GHENT, BELGIUM – Filgotinib (Jyseleca), a Janus kinase (JAK) inhibitor, reduced the risk of flare after withdrawal of glucocorticoids in patients with vision-threatening, noninfectious intermediate, posterior, or pan uveitis, data from a phase 2 study show.
Robin Besuyen, MD, clinical development leader in inflammatory diseases at Galapagos BV, Leiden, the Netherlands, presented the phase 2 results of the placebo-controlled HUMBOLDT trial at the 13th International Congress on Spondyloarthritides.
Treatment with filgotinib was well tolerated, with no new safety concerns for the immunosuppressed uveitis population.
Dr. Robin Besuyen
Uveitis involves intraocular inflammation of the eye, accounts for 5%-20% of cases of blindness, and frequently requires long-term use of systemic therapy, mostly glucocorticoids or adalimumab (Humira).
Uveitis is documented to occur in 25%-40% of patients with spondyloarthritis, and its management is essential to prevent morbidity caused by vision loss and secondary complications. The majority of patients in HUMBOLDT had idiopathic uveitis (57%). One patient with spondyloarthritis was included.
Filgotinib is being investigated in the treatment of uveitis because Janus kinases have been found to play a role in the complex cytokine-signaling pathways implicated in immune-mediated diseases, including uveitis. “A preferential inhibitor of JAK 1 could play a role in managing this condition,” Dr. Besuyen said.
Session moderator Xenofon Baraliakos, MD, professor of internal medicine and rheumatology at Ruhr University Bochum (Germany), reflected on what he said was an “important study,” which, to his knowledge, was the first study of its kind in uveitis.
Dr. Xenofon Baraliakos
“The fact that they showed a significant decrease in uveitis in such a short period of time is very positive, especially for the uveitis we know of in spondyloarthritides,” he said in an interview. “The posterior uveitis was significantly impacted, and this is a very positive signal to move forward with further JAK studies in uveitis and apply them in patients with active uveitis and spondyloarthritis.”
With respect to patients with spondyloarthritis, he pointed out that, “if uveitis is fluctuating [in patients with spondyloarthritis] then patients can lose their vision. Uveitis is one of the most frequent extraskeletal manifestations of spondyloarthritis.”
However, he noted that the researchers did not show any correlation to HLA-B27 [human leukocyte antigen B27], which is “something we consider when we discuss uveitis in spondyloarthritides, but these data are convincing.”
Phase 2, randomized, double-blind trial – one of very few in uveitis
Participants in the randomized, double-blind trial were at least 18 years old and had intermediate, posterior, or pan uveitis that was active despite 2 weeks of treatment with glucocorticoids (oral prednisolone 10-60 mg/day).
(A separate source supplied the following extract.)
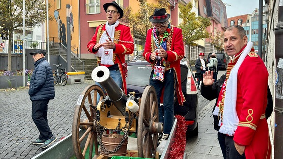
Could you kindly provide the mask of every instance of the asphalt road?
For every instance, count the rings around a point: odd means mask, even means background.
[[[53,133],[57,137],[56,142],[71,134],[78,98],[91,84],[55,85],[55,98],[48,104],[48,118]],[[31,118],[28,91],[27,88],[0,90],[0,159],[30,159],[42,152],[31,143],[38,138],[39,132]],[[200,112],[210,102],[199,95]]]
They were randomized 1:1 to filgotinib (200 mg once daily) or placebo and were assessed for evidence of treatment failure from week 6 onwards. Glucocorticoids in all participants were tapered off over 15 weeks.
The primary endpoint was the proportion of participants with treatment failure by week 24, defined as new, active, inflammatory chorioretinal and/or retinal vascular lesions at week 6 or later; worsening of best corrected visual acuity by 15 or more letters; or inability to achieve an anterior chamber cell or vitreous haze grade less than or equal to 0.5+ at week 6 or a 2-step grade increase after week 6. These effects had to be present in at least one eye.
Patients were stratified by the presence of sarcoidosis-related uveitis, baseline use of immunosuppressants, and prior use of anti–tumor necrosis factor (TNF) therapy. The mean patient age was 46 years, and around 60% were female, 57% had pan uveitis, and 22% had posterior uveitis. The mean number of uveitis flares in the previous 12 months was two.
A total of 37 patients received filgotinib and 35 received placebo, and together they composed the safety analysis set. Of these, 32 on filgotinib and 34 on placebo continued treatment to week 6, so 66 patients entered the efficacy analysis.
The study sponsor, Gilead, decided to stop the trial early for business reasons after the U.S. Food and Drug Administration rejected its application for filgotinib in the treatment of rheumatoid arthritis, and only 74 patients of the originally planned 248 participants were randomized. “Therefore, the conclusions that have been drawn from the study are limited, and results should be interpreted with caution,” Dr. Besuyen noted.